Bread of deceit [is] sweet to a man; but afterwards his mouth shall be filled with gravel. Proverbs 20:17
22 But be ye doers of the word, and not hearers only, deceiving your own selves.
23 For if any be a hearer of the word, and not a doer, he is like unto a man beholding his natural face in a glass:
24 For he beholdeth himself, and goeth his way, and straightway forgetteth what manner of man he was.
I was not honest about why I did things, I wasn’t honest as I would not admit that I knew I made bad decisions; behaved in ways that were not pleasing to God or right for me to do; trying to pretend happiness when I was unhappy; trying to justify my actions and words when I knew it was more trying to convince myself than anyone else. The only one I was truly dishonest with and hurt by not admitting such was myself.

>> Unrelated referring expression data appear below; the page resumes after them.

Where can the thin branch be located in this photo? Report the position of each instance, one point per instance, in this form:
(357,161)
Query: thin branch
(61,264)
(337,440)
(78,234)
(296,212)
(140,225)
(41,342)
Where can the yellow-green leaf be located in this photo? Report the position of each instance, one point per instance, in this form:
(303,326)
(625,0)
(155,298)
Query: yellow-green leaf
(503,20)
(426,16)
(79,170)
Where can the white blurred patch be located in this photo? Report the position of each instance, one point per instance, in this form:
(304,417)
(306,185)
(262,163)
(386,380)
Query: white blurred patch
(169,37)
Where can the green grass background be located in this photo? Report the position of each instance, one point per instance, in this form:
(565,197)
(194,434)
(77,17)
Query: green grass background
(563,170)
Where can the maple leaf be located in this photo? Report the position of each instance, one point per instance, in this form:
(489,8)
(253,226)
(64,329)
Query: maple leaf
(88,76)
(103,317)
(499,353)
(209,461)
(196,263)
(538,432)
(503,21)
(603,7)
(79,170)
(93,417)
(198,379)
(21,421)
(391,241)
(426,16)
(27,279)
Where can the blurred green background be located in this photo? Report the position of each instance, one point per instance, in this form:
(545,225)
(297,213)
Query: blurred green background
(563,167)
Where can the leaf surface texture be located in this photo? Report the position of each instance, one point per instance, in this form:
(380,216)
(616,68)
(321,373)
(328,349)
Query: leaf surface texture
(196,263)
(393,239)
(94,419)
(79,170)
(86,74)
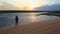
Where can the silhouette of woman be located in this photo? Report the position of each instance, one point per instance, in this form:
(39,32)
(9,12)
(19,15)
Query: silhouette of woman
(16,20)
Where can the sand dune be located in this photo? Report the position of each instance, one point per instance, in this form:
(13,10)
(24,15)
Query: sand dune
(43,27)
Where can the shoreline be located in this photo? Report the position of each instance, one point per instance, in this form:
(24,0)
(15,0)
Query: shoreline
(44,27)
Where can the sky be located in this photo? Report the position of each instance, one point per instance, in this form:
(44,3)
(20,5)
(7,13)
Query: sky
(30,4)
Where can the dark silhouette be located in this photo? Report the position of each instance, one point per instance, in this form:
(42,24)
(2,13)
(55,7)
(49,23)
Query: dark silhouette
(16,20)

He that covereth his sins shall not prosper: but whoso confesseth and forsaketh [them] shall have mercy. Proverbs 28:13
I was trying to cover my sins by convincing myself they weren’t sins, or they were for a good reason. (yeah, I know, the ends do not justify the means and doing wrong to get a desired or right end is not what God wants.)
And ye shall know the truth, and the truth shall make you free. John 8:32
I knew the truth about a lot of things, but did not admit to it. I blundered on, rather than facing the truth and confessing failures and sins to God. I convinced myself wrong actions were right and by doing so put a bigger and bigger barrier between myself and God. Finally, I admitted to myself which made it possible to admit the truth to God. I was a sinner, I had failed Him and myself. And, when I did that, He forgave me. Isn’t our God so much better than we deserve?
If we confess our sins, he is faithful and just to forgive us [our] sins, and to cleanse us from all unrighteousness. 1 John 1:9
Lord, Praise Your holy name. Thank You for showing me so many things. Some things, I don’t like to see, some things make me realize I was so unworthy. Yet, despite that, You found a way to bring me to You and I was forgiven of my sins and redeemed. In Jesus Name I ask that You continue to help me see the truth and help me realize my shortcomings that I may come nearer to You. Help me know how to seek You. I pray that You draw all to You, that You bring my loved ones into Your grace and mercy. I ask that You give us all the true understanding of what You want for us and how You wish us to proceed to reach that which You plan for each and everyone of us.
Thanks for your time today. I hope all have a blessed day and are a blessing to others.